= Google Mapathon =

Annual mapathon event organized by Google

Google Mapathon was an annual mapathon event organized by Google that invited the public to make improvements to Google Maps, through the Google Map Maker. It was permanently discontinued in 2016 because Google Map Maker was discontinued.

The event was held for the first time in 2013 in India, and subsequently in 2014 in Australia. The program ran into trouble waters in India as it was accused of including critical military-sensitive areas.

== 2013 ==
The India mapathon took place from 12 February to 25 March. Aimed at increasing the amount of local information, prizes, in the form of 10 Samsung Galaxy Note 800's, 40 Samsung Galaxy S II GT I9100's, and 50 Flipkart gift coupons worth Rs. 5000.

Over 26,000 participants made 2 million contributions to Google Maps, a total of 800,000 POIs (point of interests) were added which included 22,000 health/emergency POIs, 30,000 stores and 52,000 restaurants/eateries.

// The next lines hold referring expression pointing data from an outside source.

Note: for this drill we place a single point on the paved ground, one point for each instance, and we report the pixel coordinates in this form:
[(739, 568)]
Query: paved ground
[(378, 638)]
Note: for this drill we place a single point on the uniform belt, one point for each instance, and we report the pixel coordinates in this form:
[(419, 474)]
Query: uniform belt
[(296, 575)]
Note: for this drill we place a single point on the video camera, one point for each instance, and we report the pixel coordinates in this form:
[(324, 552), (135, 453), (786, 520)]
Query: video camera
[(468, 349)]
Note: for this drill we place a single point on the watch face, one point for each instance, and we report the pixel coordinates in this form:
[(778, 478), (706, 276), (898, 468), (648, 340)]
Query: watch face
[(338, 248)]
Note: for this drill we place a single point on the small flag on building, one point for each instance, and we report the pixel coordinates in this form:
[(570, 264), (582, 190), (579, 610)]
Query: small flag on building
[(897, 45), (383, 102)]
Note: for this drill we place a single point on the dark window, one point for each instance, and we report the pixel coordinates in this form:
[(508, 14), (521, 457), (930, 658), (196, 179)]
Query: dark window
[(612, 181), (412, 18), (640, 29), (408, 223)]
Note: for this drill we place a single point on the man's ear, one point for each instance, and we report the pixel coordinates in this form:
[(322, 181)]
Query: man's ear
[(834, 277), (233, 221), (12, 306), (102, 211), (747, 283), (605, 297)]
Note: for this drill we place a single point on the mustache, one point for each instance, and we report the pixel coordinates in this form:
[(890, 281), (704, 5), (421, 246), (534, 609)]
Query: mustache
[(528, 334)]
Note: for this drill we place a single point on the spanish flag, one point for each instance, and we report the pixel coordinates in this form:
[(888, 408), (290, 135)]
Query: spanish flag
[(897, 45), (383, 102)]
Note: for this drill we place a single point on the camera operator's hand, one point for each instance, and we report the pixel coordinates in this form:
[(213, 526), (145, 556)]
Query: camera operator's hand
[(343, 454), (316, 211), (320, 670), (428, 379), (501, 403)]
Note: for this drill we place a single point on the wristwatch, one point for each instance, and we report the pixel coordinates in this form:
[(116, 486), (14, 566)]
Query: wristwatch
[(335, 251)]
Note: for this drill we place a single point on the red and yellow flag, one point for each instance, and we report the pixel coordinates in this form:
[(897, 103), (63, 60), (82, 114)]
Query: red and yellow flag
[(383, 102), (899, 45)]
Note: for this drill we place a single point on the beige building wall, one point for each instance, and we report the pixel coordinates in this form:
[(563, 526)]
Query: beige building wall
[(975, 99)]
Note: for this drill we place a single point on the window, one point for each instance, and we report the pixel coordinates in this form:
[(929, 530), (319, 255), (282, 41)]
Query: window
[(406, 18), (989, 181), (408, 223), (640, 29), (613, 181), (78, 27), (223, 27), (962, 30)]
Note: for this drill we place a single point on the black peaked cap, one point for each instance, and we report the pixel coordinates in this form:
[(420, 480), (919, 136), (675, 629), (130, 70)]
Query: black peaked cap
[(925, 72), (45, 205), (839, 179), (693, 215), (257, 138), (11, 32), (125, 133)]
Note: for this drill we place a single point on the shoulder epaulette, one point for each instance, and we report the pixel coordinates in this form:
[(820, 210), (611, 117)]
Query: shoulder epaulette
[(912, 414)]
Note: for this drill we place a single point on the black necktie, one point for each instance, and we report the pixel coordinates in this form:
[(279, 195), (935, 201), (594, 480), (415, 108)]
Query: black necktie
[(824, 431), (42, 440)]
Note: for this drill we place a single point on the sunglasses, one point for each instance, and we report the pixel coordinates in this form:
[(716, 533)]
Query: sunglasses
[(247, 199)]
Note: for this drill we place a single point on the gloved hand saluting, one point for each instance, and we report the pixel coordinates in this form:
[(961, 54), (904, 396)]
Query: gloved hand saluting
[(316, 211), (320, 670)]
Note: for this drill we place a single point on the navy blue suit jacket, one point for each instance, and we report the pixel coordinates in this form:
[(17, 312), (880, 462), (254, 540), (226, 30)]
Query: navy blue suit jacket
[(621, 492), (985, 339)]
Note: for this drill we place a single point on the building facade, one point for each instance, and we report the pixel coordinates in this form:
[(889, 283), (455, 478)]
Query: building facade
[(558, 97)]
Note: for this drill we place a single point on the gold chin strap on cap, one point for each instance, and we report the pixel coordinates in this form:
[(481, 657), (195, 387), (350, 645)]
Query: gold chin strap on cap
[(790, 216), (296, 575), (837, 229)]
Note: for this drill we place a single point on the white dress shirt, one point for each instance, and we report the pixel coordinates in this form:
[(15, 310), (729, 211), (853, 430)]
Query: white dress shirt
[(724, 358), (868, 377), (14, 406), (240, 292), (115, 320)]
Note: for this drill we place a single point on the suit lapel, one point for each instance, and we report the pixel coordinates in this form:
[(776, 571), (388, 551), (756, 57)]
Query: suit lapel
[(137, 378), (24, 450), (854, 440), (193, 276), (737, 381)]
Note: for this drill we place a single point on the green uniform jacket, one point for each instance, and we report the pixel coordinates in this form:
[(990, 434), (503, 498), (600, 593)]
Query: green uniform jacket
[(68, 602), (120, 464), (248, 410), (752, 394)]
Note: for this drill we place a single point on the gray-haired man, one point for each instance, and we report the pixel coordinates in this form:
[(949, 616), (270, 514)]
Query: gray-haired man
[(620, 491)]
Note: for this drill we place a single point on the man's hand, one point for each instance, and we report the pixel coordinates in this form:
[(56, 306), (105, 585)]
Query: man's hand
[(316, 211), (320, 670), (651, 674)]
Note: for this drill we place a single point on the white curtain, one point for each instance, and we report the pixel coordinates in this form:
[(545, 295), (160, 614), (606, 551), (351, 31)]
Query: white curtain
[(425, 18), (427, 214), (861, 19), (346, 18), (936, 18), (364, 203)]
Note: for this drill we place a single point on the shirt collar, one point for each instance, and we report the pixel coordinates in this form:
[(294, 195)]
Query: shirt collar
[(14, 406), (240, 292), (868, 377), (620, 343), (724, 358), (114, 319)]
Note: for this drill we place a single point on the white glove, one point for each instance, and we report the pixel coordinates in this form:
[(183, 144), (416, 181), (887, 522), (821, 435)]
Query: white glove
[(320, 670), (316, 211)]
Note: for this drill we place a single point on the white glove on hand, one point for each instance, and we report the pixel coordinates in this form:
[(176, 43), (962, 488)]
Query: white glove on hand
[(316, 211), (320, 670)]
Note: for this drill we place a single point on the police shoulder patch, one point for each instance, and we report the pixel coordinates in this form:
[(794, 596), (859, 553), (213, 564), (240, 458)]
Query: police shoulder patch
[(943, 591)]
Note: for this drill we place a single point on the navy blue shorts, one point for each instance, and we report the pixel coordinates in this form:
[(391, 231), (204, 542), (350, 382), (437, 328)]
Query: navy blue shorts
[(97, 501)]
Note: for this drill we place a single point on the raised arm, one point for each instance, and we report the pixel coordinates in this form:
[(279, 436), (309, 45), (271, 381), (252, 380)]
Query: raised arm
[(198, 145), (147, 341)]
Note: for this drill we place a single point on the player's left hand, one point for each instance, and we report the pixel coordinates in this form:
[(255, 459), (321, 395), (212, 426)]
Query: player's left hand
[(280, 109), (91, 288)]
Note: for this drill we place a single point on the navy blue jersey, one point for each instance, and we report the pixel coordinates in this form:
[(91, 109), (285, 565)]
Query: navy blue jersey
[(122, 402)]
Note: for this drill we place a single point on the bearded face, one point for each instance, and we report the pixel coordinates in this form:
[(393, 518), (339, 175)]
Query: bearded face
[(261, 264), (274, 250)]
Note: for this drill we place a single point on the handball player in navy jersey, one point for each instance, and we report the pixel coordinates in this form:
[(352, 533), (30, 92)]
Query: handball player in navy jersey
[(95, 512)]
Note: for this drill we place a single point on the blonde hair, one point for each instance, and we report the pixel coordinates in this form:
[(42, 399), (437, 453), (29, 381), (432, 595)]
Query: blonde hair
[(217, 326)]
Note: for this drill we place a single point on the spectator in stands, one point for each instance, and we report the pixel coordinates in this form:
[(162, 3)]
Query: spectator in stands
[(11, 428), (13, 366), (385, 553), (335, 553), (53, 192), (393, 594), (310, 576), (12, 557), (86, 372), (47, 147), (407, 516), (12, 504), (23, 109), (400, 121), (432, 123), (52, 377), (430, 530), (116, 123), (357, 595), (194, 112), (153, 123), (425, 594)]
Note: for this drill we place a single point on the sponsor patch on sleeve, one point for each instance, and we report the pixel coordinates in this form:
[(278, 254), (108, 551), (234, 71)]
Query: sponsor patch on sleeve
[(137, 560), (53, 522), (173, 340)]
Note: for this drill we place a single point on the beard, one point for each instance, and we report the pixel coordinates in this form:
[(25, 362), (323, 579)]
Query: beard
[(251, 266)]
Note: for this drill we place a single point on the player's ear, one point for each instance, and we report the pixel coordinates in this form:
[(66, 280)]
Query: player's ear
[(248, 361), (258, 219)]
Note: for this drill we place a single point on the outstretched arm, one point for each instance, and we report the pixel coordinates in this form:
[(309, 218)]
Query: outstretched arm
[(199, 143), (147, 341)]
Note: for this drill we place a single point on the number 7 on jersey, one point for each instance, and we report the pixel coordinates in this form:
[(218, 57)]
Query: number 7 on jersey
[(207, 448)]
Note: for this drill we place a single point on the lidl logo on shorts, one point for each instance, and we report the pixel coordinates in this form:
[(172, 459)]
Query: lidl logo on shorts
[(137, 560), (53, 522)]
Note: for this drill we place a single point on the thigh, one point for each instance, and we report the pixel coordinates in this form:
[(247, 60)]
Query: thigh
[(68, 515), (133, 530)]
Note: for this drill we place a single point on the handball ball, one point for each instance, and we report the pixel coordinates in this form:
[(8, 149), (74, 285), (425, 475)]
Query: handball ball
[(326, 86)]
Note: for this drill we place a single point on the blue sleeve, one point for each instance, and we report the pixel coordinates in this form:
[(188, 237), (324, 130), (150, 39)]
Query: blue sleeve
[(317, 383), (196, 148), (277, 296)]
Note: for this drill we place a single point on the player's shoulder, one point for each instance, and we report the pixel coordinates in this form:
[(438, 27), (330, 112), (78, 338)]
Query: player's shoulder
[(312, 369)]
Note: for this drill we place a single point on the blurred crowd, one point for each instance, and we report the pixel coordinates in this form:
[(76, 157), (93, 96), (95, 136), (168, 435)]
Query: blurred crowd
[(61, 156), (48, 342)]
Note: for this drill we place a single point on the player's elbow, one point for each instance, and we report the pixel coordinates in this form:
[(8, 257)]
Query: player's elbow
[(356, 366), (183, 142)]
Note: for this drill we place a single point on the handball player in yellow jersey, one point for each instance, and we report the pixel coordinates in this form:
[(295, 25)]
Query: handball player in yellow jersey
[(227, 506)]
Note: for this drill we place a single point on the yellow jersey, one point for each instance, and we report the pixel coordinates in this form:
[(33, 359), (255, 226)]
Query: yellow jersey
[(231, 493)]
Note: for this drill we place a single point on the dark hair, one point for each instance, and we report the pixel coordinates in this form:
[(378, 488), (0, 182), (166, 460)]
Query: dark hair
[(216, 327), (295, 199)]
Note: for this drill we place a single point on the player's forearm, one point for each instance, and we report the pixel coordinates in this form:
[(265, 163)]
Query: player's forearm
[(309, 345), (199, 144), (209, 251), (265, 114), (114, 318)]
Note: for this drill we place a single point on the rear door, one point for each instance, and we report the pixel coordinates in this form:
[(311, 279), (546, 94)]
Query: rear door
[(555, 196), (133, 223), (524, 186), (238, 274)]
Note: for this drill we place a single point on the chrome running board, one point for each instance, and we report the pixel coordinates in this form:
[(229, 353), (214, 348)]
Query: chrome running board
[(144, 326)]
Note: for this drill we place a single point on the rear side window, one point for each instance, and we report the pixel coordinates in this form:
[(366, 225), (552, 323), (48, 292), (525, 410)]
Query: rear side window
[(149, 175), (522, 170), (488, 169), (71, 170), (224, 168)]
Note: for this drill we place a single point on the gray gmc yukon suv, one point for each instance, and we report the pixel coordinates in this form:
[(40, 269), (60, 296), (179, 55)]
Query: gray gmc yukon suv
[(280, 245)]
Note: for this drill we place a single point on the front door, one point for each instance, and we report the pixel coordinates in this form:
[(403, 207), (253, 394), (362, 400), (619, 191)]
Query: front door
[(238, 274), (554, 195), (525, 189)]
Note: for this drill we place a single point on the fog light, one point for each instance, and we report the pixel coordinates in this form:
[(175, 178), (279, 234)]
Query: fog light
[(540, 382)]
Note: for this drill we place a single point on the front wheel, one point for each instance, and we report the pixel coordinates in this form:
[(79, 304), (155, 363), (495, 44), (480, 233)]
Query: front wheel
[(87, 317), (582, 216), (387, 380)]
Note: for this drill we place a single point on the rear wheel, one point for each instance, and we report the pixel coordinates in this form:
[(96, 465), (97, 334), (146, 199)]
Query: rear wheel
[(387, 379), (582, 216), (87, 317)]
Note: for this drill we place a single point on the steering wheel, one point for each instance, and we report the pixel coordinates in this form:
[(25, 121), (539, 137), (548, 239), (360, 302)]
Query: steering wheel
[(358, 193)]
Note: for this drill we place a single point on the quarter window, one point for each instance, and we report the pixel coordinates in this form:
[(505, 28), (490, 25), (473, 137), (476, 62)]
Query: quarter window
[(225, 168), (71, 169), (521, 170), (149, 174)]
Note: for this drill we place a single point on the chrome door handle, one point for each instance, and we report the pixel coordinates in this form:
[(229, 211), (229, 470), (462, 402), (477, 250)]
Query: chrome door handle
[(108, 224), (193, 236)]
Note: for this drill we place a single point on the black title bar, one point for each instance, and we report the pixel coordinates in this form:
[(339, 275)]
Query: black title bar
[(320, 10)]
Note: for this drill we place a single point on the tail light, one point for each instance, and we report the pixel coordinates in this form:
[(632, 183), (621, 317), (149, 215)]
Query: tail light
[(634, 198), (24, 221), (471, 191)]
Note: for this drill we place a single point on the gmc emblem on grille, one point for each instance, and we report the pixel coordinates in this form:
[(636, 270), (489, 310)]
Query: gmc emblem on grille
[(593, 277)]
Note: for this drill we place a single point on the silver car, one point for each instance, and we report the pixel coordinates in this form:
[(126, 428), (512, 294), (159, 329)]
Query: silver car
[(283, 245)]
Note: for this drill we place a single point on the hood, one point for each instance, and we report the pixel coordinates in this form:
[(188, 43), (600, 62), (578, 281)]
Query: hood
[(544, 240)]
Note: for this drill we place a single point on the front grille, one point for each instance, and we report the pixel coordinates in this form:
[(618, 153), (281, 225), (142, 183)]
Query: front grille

Google named Vishal Saini as the winner of the tournament with 32077 points. Saini had mapped the city of Pathankot, which is close to military installations. The Survey of India informed the company of its violations of the laws and filed a complaint. Google responded by saying that the company was ready to discuss any concerns. On March 21, the Surveyor-General asked Google to stop the event, stating that it did not have permission before launching the mapathon.

The only rules of the Mapathon were that you had to be a resident of India and only edits made in India would count.

== 2014 ==
The 2014 edition of the contest was held in Australia from March 24 to April 20. The top 315 mappers were given prizes.